L’administration régionale d’occupation manifeste son ignorance sur les grilles de salaires, mélangeant celle du SOC avec celle ordonnée par Paul Bremer en septembre, imprimée dans une brochure en couleurs en décembre afin que les ouvriers comprennent pourquoi il doit leur être naturel de recevoir un salaire d’esclave.
Quoi qu’il en soit, le courage des travailleurs du pétrole, affirmant leur puissance en tant que secteur capable d’imposer ses revendications au Conseil du gouvernement et de contester l’Autorité d’occupation supposée avoir toujours " le dernier mot ", montre que la résistance sociale contre l’occupant et ses diktats est bien vivante et prête à la grève pour imposer la justice. Personne ne considère que la victoire des travailleurs de la SOC soit une fin, mais que ce n’est qu’un début après les décennies de silence, de violence et de meurtres imposées par la dictature de Saddam. C’est aussi le premier combat dans la guerre sociale qui aura fait faire un saut à la conscience des travailleurs irakiens, si malmenés par le Baas, qui réalisent qu’ils sont eux-mêmes une arme puissante contre l’injustice, l’exploitation et l’occupation.
_______________
* Ewa Jasiewicz est consultante de l’ONG Occupation Watch.
Sinon, la page internet du conseil de syndicats et de chomeurs d'Irak:
http://www.uuiraq.org/http://www.uuiraq.org/french/french.htmlDans le meme site,
Un article qui de vrait plaire a LO sur la définition de la lutte, contre les impérialistes et contre les bandes islamistes "ethnocentriques" (dixit eux)
Enfin, site du ECPI ou Parti Communiste ouvrierSinon Rojo, pour rendre les choses compliqués, il y a plusieurs communistes en Irak puisqu'on a le PCIrakien (presque collabo) et le Parti communiste ouvrier (tout les liens que j'ai donné sont du PCO). Et comme je suis un peu parano, j'avoue qu'il y a quelque chose dans le PCO que je ne sens pas trop.
Sinon, je ne pense pas qu'on puisse réduire la résistance irakienne a ses simple composantes ethniques ou religieuses (le grand classique chiite versus sunnite) car cette lutte prend une dimension de plus en plus "nationale" par la jonction de ces branches sunnite et chiite. De meme, on peut penser qu'une bonne partie des militants de la résistance se situe aussi sur une ligne plus de libération nationale (c'est du moins l'impression qe je tire des reportages faits sur ces militants). Helas, une autre chose est lorsqu'on parle de la direction visible de ce mouvement, qui est sans doute mené par des autorités religieuses et qui tres problement orientara un désir légitime d'autonomie vers la réaction et le renforcement de l'exploitation et de la division des travailleurs.

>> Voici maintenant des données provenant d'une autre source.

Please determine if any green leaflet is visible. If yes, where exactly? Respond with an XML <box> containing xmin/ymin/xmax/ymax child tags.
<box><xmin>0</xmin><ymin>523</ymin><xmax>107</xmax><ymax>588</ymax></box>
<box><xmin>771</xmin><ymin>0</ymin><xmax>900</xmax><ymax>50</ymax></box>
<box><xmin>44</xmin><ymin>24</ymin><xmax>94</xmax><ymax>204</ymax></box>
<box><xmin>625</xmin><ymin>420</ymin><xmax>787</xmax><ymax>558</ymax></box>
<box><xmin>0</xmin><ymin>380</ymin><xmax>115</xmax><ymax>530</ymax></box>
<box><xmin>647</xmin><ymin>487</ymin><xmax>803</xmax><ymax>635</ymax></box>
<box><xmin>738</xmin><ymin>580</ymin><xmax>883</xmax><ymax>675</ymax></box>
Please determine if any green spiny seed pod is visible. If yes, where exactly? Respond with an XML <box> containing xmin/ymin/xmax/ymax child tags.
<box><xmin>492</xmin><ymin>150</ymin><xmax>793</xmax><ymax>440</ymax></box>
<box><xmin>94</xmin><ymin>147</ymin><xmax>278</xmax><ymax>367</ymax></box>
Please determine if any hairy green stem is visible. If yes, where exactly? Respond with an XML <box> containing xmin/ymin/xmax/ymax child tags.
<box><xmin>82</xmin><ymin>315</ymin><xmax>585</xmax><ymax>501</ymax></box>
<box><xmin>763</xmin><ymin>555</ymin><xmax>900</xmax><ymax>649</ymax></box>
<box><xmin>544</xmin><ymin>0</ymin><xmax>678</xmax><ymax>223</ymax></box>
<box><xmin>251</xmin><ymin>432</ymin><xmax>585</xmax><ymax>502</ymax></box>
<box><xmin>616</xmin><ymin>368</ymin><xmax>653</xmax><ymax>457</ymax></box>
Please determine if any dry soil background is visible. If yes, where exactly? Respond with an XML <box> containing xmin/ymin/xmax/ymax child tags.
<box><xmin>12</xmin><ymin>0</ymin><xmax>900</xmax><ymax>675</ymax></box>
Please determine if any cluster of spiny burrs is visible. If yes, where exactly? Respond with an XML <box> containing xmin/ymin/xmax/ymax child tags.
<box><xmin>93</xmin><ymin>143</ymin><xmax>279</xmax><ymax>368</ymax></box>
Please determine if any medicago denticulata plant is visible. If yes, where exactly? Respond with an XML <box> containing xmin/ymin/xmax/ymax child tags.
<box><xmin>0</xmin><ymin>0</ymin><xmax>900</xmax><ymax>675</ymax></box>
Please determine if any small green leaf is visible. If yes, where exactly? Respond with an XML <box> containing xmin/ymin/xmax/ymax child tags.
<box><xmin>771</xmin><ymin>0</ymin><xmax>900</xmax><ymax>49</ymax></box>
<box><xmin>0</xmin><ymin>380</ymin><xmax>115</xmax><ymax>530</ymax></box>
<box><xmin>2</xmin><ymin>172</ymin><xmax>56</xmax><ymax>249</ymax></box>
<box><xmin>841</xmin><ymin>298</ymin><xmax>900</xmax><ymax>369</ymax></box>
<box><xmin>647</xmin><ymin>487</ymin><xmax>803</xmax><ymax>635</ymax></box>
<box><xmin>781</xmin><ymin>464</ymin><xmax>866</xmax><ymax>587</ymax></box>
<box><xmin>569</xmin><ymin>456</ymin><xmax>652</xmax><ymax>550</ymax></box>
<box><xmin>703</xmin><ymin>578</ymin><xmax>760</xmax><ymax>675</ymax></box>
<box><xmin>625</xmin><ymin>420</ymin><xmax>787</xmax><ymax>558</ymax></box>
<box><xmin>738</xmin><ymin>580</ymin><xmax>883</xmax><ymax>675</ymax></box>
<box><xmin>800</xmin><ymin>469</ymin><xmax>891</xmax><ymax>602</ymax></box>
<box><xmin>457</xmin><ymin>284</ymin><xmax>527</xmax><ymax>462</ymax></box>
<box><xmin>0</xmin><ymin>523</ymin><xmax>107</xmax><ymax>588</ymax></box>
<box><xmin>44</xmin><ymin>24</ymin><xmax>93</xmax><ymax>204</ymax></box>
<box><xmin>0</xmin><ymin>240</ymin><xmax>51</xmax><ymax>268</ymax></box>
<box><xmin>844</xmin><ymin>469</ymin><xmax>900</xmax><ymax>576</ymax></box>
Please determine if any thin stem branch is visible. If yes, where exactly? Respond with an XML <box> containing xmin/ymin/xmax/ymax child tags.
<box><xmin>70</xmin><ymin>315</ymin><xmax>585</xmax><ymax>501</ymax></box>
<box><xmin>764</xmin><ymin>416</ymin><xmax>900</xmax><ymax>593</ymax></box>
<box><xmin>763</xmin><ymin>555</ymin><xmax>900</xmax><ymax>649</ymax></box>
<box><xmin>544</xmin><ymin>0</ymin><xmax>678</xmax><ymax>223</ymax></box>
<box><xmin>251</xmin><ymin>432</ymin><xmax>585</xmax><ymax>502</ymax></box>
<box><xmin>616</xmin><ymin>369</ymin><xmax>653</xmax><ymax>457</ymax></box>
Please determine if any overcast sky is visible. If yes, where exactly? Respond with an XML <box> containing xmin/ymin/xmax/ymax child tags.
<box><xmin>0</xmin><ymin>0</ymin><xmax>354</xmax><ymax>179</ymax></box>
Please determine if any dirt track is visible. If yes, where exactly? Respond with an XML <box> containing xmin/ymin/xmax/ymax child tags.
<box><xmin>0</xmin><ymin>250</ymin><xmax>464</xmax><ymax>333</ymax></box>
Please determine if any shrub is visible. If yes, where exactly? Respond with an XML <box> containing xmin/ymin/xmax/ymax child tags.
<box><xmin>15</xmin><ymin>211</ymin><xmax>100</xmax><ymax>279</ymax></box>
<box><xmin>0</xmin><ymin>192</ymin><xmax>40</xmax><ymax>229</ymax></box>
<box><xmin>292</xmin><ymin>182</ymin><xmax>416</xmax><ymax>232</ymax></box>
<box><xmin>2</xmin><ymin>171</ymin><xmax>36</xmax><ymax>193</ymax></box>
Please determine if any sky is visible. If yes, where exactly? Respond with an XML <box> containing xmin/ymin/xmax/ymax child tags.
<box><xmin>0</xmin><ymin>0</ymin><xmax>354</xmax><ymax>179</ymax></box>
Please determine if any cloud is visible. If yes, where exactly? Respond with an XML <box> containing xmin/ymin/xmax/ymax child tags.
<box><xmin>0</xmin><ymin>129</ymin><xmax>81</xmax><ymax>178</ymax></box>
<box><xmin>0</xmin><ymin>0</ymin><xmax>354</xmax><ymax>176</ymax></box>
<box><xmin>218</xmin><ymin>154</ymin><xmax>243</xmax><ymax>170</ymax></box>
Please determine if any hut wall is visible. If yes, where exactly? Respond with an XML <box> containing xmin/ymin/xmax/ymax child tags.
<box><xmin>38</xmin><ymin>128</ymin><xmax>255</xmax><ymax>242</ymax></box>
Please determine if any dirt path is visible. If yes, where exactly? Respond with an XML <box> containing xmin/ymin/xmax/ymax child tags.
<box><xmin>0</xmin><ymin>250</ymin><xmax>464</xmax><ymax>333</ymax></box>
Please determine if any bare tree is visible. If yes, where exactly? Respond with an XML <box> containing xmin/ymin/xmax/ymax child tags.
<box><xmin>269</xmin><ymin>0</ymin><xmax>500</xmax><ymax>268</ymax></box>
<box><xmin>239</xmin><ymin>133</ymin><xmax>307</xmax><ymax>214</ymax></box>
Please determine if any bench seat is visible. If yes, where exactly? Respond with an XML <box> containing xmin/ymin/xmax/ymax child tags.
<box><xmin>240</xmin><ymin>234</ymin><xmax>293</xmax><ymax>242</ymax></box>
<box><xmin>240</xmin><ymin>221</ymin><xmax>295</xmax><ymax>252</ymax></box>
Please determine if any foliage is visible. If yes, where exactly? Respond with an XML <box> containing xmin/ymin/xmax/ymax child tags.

a écrit :Et à mon avis, vue la situation de l'Irak aujourd'hui, et sur la base de ce communiqué de syndicat ou des messages du PC Irakien, la position des révolutionnaires ne peut être que de soutenir la classe ouvrière d'Irak, contre les impérialistes ET contre les bandes armées islamistes.
Je suis donc assez d'accord avec cette phrase. Mais le soutien des travailleurs irakien passe par le soutien de la lutte de libération nationale contre l'occupation anglo-américaine. Malgré la direction de ce mouvement. Mais je crains que cette guerre n'a pas fini d'enfanter des monstres.